Cazeneuve assemblée AFP 640

© AFP/PATRICK KOVARIK

… Jusqu'où le conduira-t-elle ? Gonflé de cette popularité nouvelle, Bernard Cazeneuve pourrait espérer jouer les premiers rôles à l'avenir. "Certains en font déjà un Premier ministrable", assure d'ailleurs Paris Match, dans son numéro sorti mercredi. Mais la route est longue. Et les atouts du "techno discret" peuvent parfois, en politique, devenir des défauts.

"Son flegme, son recul, son calme… Tout ça peut compter. Mais ça n'en fait pas quelqu'un de charismatique pour autant", selon le politologue Christophe Boutin. D'après l'étude Odoxa citée plus haut, en effet, seuls 43% des sondés trouvent Bernard Cazeneuve "sympathique" et 32% voient en lui quelqu'un de "charismatique".  "Je pense qu'il va continuer à être un brillant second rôle, un soutien fiable, plutôt qu'un premier rôle", conclut le spécialiste.

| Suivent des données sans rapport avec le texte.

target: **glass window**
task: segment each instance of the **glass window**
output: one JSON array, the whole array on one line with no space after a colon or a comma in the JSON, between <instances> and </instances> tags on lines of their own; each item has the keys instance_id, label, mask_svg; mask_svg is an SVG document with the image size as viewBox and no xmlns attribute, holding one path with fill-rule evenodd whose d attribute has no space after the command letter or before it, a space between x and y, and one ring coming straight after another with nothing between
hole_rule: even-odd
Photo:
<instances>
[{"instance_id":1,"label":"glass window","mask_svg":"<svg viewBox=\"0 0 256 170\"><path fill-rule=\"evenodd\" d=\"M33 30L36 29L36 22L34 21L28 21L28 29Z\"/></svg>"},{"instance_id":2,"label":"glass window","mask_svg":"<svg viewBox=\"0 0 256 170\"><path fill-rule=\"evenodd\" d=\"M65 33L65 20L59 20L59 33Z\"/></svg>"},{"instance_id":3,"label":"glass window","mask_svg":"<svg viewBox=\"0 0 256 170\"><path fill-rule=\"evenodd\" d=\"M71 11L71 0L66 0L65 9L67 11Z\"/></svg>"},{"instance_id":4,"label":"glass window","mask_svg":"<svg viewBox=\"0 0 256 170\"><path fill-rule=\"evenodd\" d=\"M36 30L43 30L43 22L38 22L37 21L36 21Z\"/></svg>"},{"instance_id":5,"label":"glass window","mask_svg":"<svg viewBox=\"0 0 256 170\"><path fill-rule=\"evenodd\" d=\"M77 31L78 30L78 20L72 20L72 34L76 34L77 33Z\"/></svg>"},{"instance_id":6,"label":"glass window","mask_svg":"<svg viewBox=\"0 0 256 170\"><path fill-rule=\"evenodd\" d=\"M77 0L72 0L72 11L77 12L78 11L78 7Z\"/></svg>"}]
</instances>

Le tout sera de continuer à ne pas faire d'erreurs, et d'apporter une réponse à la crise terroriste. Car comme le rappelle le politologue Pascal Perrineau, contacté lundi par Europe1 : "l'émotion s’atténue, et les débats sur 'comment a-t-on pu en arriver là' commencent à naître. La responsabilité n'incombe pas uniquement à l'équipe dirigeante actuelle. Mais elle est tout de même responsable". Bernard Cazeneuve va peut-être encore devoir "se révéler" une nouvelle fois.